In line with popping a bottle of champagne to celebrate the New Year, I'm showcasing a deep space object that's doing just that. Many of us have played with the Monster Bubble toy that makes regular bubbles look tiny. Well this one has them all beat. The bubble in the Bubble Nebula (NGC 7635) is seven light years in diameter. It's caused by an expanding region of gas that's energized by intense stellar winds from a single star located to one side of its center. The reason for the offset is its stellar winds are plowing into a wall of gas and dust in one direction while expanding relatively freely in the opposite direction.
A star that can do this has to be very hot and very massive. It is 45 times the mass of our sun. The hot gas expelled from it slams into the cooler interstellar gas and dust nebula at 4 million miles per hour. This produces a shock wave so massive that it makes those from our most powerful nuclear bombs seem like tiny ripples on a still pond.
Gary Zientara operates Mount Sangre Observatory in Angel Fire, New Mexico.
Astronomical Calendar For January
January 10, Sunday: Jupiter-Saturn-Mercury Trio at Sunset.
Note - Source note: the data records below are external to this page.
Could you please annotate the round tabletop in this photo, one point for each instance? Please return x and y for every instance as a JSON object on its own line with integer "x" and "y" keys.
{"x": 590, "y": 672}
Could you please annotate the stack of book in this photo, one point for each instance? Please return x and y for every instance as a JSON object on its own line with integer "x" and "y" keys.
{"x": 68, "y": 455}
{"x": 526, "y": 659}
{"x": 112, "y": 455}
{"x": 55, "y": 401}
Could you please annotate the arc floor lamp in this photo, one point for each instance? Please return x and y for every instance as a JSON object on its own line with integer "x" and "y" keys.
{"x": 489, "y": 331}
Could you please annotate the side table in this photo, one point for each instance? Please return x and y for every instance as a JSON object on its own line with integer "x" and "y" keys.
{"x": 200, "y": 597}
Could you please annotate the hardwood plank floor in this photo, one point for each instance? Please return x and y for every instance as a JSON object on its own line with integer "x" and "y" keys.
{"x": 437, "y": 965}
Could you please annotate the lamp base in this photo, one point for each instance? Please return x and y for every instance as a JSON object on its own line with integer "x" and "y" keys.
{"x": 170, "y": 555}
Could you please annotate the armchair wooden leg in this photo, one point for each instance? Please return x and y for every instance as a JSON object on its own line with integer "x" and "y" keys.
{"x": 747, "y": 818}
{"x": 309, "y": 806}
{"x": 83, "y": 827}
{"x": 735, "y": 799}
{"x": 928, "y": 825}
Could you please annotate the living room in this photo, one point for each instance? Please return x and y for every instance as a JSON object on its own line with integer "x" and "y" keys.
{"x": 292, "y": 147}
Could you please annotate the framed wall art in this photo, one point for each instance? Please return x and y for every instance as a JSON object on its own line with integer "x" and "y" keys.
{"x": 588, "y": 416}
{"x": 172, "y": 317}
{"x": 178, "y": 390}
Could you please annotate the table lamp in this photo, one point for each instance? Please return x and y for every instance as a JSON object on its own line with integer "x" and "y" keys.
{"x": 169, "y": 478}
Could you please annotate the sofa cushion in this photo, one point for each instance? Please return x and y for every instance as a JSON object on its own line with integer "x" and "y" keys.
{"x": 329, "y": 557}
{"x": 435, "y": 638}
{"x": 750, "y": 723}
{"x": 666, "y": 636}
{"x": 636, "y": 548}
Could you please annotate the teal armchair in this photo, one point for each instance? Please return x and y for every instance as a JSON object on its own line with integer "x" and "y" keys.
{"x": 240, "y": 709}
This threesome of bright planets will be low in the west-southwest only 15 minutes after sunset. Some sunlight will still be visible, but you should be able to see bright Jupiter and maybe Mercury too. You'll need binoculars to easily see all three planets within a 3-degree circle.
January 26, Tuesday: Mercury at highest point above western horizon. Speedy Mercury climbs higher in the sky just after sunset for most of January. On this late afternoon, it will be 12 degrees above the horizon at 5:45 PM before diving back down toward the Sun for the rest of January.